2008-8: Stress in Pregnancy Linked to Schizophrenia in Child

Pregnancy News

Obie Editorial Team

Pregnancy is quite a crucial time for the mother as well as the growing baby. It's well-known fact that mothers during this time should be taken well care of, physically as well mentally, for if this is not done, it can adversely affect the health of the unborn child.

Stress can cause Schizophrenia in baby

Recently a study has reported that pregnant females, who go under stress during this period, are more prone to give birth to a child which is at risk of developing schizophrenia. Schizophrenia is an acute mental disorder in which the patient completely becomes detached from the world of reality.

The study was carried out by Dr. Dolores Malaspina, from the New York University School of Medicine, and colleagues, who studied the birth data for 88,829 people born in Jerusalem from 1964 to 1976. The researchers then cross-referenced this data with the national psychiatry registry of Israel.

Pregnancies during the 1967 Six-Day War 

The researchers were astonished to see that Israeli women who were pregnant during the 1967 Six-Day War had given birth to children who had a fair chance of developing schizophrenia over the next 21 to 33 years.
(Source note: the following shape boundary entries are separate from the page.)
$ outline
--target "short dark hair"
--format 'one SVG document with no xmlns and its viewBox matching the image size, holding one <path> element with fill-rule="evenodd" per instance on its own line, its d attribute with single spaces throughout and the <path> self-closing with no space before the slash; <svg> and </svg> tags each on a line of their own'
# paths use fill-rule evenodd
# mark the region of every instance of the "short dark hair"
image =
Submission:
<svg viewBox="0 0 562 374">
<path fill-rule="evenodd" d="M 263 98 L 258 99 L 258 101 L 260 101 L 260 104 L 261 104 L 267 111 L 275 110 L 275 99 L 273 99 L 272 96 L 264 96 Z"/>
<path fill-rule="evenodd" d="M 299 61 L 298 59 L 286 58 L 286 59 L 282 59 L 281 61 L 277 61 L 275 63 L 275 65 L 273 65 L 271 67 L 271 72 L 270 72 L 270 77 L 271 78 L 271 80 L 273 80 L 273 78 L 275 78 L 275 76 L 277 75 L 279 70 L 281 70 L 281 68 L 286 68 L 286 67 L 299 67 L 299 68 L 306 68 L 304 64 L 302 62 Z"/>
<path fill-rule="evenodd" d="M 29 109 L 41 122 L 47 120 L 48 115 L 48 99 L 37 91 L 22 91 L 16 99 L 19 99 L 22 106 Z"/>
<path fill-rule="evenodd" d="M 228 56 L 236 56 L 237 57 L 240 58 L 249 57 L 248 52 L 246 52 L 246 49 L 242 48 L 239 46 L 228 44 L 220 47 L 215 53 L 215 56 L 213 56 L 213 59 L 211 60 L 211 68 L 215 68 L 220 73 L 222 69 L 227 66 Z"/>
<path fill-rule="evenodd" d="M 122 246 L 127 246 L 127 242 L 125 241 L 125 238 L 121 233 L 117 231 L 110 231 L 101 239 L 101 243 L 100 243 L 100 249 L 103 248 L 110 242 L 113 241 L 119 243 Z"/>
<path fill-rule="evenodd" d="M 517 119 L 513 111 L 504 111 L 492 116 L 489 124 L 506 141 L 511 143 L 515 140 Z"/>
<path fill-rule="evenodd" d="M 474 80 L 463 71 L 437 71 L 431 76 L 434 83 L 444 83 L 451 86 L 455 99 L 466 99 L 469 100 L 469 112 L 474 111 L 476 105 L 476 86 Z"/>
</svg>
Other than this, it was also found that women were more prone to acquire it than men, making it gender-specific.

It was found that females who were in the second month of their pregnancy during the 1967 war had given birth to girls who were 4.3 times more prone to acquire the psychotic disorder than the girls born to mothers born at other times. Males, on the contrary, born under the same circumstances, had a risk factor of 1.2 times to develop schizophrenia.

Researchers informed that the placenta is very sensitive to stress hormones and it had been quite possible that during the war times, the stress hormones of the pregnant females were at the peak. This astonishing study was published in the journal BMC Psychiatry.

Schizophrenia is a dangerous and scary brain disorder and it affects about 1.1 % population aged 18 and above in the U.S every year. The patient loses its touch with the real world and experiences hallucinations, marked with delusional thinking. Such people also often commit suicide.